There is one other thing that can be frustrating – though it only caught me out once – and that's the lack of an option to save your game when you want to. The game auto-saves at significant points, but if you've been wandering around wondering what to do next, that could easily be 20 minutes ago or more!

Conclusions

Have I given the impression yet that I'm impressed with what an indie team can do with the UDK? If not, let me be explicit: there are professional games development teams that don't come close to what Nocturnal Works have achieved. The village and its surroundings make sense (in geographic and domestic terms), you can walk or run almost anywhere in the environment, there's lots to play with, and I only got physically stuck when I went seriously off-piste (so to speak) in an attempt to shorten a long walk.
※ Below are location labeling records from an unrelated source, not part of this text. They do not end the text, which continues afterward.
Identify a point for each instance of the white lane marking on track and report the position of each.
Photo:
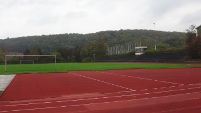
(96, 103)
(143, 78)
(33, 109)
(102, 81)
(177, 110)
(131, 95)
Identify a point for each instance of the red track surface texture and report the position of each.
(117, 91)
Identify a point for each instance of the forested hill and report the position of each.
(51, 43)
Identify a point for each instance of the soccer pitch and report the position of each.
(65, 67)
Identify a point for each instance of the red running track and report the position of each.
(117, 91)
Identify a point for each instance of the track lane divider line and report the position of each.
(103, 82)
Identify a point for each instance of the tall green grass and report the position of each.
(65, 67)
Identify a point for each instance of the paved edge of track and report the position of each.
(5, 80)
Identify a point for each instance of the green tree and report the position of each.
(94, 50)
(1, 56)
(193, 43)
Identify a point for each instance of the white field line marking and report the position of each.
(102, 81)
(144, 78)
(105, 97)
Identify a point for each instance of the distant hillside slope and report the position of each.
(50, 43)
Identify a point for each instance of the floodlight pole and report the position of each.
(155, 33)
(55, 61)
(5, 63)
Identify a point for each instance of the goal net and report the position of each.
(30, 63)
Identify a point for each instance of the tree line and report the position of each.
(89, 47)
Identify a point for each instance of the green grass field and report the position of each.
(65, 67)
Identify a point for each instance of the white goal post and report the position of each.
(21, 61)
(55, 58)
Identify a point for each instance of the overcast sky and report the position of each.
(43, 17)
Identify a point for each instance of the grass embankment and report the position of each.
(65, 67)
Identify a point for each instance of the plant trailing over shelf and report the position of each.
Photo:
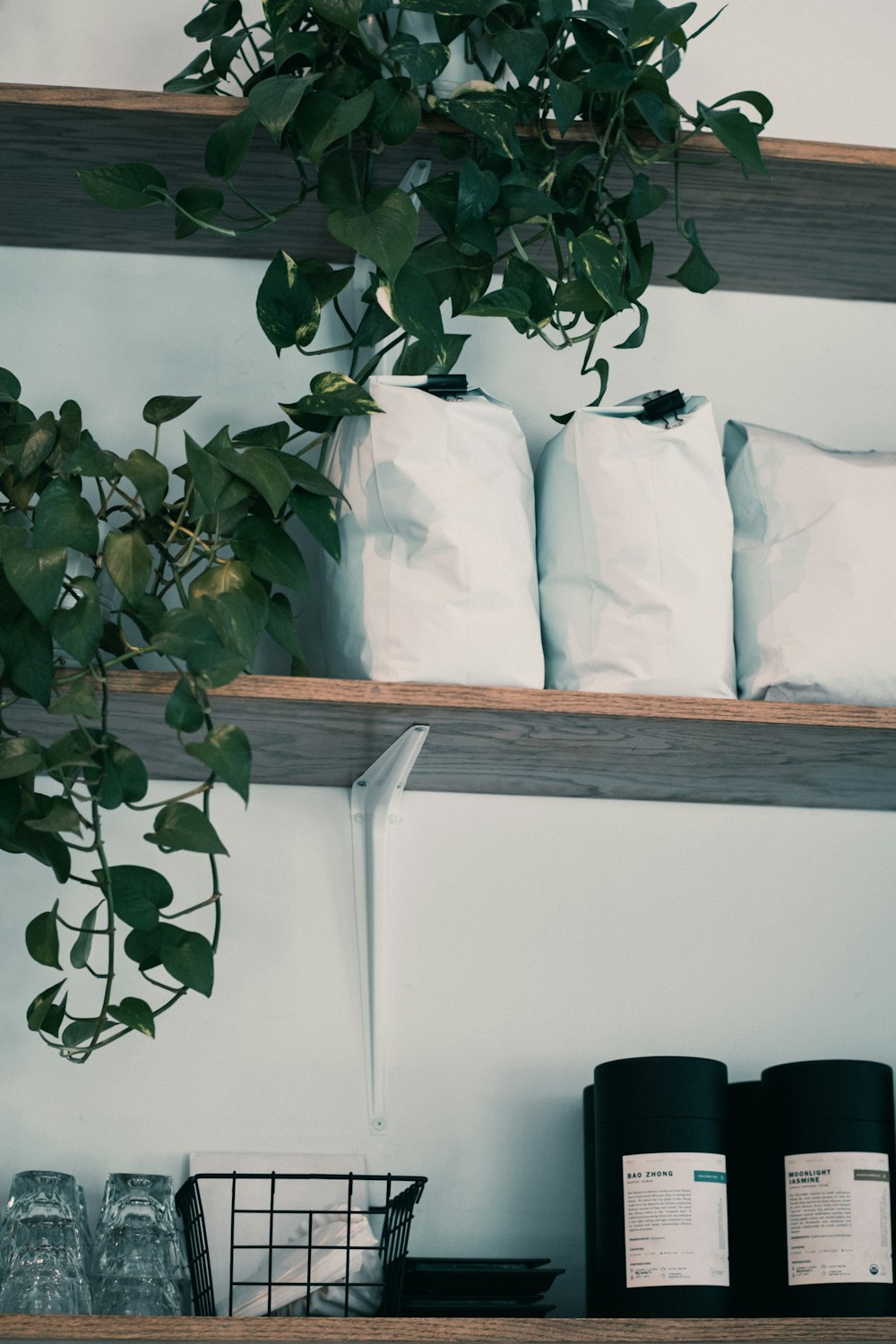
(556, 147)
(105, 559)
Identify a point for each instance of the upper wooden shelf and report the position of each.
(450, 1331)
(788, 236)
(562, 744)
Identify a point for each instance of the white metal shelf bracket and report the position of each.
(376, 806)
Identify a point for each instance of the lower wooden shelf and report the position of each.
(562, 744)
(513, 1331)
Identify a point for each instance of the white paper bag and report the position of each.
(327, 1265)
(814, 569)
(438, 577)
(634, 554)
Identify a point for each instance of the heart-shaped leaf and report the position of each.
(191, 962)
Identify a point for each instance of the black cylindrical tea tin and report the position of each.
(831, 1125)
(748, 1199)
(590, 1196)
(661, 1226)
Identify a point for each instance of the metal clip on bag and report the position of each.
(438, 575)
(814, 569)
(634, 553)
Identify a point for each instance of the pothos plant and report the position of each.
(105, 558)
(555, 144)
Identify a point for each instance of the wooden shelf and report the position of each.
(788, 236)
(445, 1331)
(559, 744)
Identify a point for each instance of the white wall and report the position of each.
(532, 938)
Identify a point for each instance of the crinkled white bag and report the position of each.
(438, 577)
(814, 569)
(312, 1281)
(634, 554)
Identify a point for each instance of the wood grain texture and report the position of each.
(440, 1331)
(316, 731)
(788, 234)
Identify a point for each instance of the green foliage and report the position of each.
(105, 558)
(565, 99)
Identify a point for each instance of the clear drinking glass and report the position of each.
(136, 1279)
(139, 1253)
(45, 1271)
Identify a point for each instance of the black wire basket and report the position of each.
(297, 1245)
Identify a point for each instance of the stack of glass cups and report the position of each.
(139, 1266)
(42, 1247)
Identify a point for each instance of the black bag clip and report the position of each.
(662, 406)
(445, 384)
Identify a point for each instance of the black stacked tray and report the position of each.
(450, 1287)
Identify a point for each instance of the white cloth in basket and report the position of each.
(332, 1230)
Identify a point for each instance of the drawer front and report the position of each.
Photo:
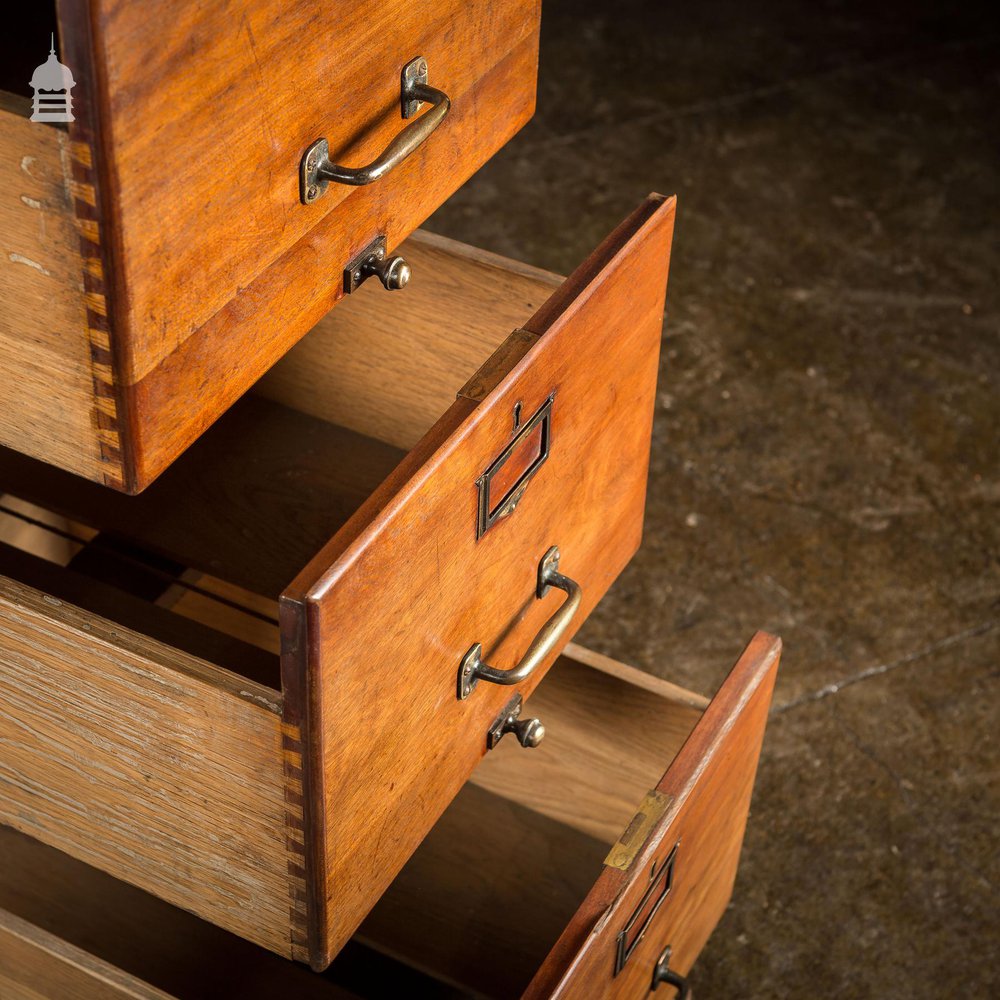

And that's where I have my only real reservation about Eleusis: the enormous amount of undirected wandering around I had to do. Full disclosure time: if I hadn't had access to a walkthrough (not that I had to use it all the time), the game could easily have taken twice as long, and been exponentially more frustrating as a result.

I'd love to have been able to grade Eleusis more highly, but I can't in all honesty do that because of the "where do I go now" problem, and the infrequent automatic saves. Thank goodness for the left Shift key on my keyboard for making it possible to run, instead of walking slowly around Eleusis.

Grade: B+

What do you need to play it?

Requirements

  • OS: Windows XP, Vista, or 7
  • Processor: Intel Core2 Duo (i5/i7 or AMD equivalent recommended), AMD Athlon64 x2, or better
  • Memory: 2GB RAM (4GB recommended)
  • Graphics: NVidia GeForce 9600GT, ATI Radeon 4670HD or equivalent. NVidia GeForce GTX 280, ATI Radeon 4870 or better is recommended.
  • DirectX®: 9 (11 recommended)
  • Hard Drive: 2 GB HD space
  • Sound: DirectX compatible sound card

(I used a home-built 64-bit Windows 7 Home Premium (SP1) PC running on an AMD Athlon 64 X2 Dual 5200+ processor, with 6 GB RAM, and a Sapphire Radeon HD4670 512MB video card, with on-mother-board, built-in sound card)

The game can be purchased as download from Eleusis game site.